Lebanese civil defence teams conduct search and rescue operations following the Israeli attacks in the southern area of the capital Beirut, Lebanon, on Friday night
EU foreign affairs chief laments that ‘nobody’ can ‘stop’ Netanyahu
Speaking to journalists at the UN General Assembly, Josep Borrell said Prime Minister Netanyahu had made clear that Israel won’t “stop until Hezbollah is destroyed”.
“If the interpretation of being destroyed is the same as with Hamas, then we are going to go for a long war,” Borrell lamented. “What we do is to put all diplomatic pressure to a ceasefire, but nobody seems to be able to stop Netanyahu, neither in Gaza nor in the West Bank,” he said.
Borrell said he backed a US- and France-led ceasefire proposal for a 21-day ceasefire in Lebanon, which Israel has so far ignored as it carries out a deadly bombing campaign that has killed more than 700 people since Monday.
Israeli strikes targeted residential buildings, not Hezbollah ‘command centre’

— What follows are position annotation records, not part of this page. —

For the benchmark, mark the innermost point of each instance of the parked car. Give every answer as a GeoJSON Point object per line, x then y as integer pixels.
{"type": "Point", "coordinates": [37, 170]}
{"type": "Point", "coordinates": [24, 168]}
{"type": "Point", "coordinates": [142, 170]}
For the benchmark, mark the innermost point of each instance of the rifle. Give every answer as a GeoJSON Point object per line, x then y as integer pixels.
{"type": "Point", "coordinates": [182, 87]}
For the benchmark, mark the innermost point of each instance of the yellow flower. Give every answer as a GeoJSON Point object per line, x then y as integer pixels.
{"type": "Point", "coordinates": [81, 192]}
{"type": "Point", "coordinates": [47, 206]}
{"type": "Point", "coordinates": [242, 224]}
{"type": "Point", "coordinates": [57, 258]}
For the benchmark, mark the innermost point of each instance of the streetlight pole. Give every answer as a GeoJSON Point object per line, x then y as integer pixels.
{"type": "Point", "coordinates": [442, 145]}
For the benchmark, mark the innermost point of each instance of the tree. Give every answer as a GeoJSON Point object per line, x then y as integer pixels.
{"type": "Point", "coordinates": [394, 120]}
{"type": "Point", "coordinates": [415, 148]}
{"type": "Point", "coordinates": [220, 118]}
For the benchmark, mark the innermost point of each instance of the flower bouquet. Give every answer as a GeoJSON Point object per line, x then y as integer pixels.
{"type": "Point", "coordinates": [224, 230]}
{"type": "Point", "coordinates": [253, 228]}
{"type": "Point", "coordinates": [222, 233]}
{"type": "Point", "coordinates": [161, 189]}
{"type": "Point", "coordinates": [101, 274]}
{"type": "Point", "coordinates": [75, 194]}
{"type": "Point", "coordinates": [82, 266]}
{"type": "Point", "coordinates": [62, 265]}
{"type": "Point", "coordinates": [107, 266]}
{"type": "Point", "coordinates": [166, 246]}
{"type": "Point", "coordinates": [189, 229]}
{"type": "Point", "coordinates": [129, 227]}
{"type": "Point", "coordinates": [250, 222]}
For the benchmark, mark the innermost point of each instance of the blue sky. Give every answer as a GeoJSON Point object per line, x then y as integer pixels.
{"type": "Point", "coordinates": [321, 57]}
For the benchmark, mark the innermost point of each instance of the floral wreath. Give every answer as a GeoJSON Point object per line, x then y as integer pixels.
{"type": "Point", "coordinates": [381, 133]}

More from Beirut-based journalist Lara Bitar, editor-in-chief of The Public Source publication, who spoke to Al Jazeera earlier:
“There is no such thing as a Hezbollah ‘command centre’. There is also no such thing as a Hezbollah headquarters. Hezbollah doesn’t have bureaus and offices where they meet that are known.”
“These are residential buildings. Six or seven multistorey buildings were targeted and these buildings were inhabited by civilians who might or might not be affiliated to the party. But for the most part, they are civilians.”
“When these air strikes take place, they impact, obviously, not just the building that is targeted but all of the surroundings. So you can imagine the death toll every time one of these strikes takes place.”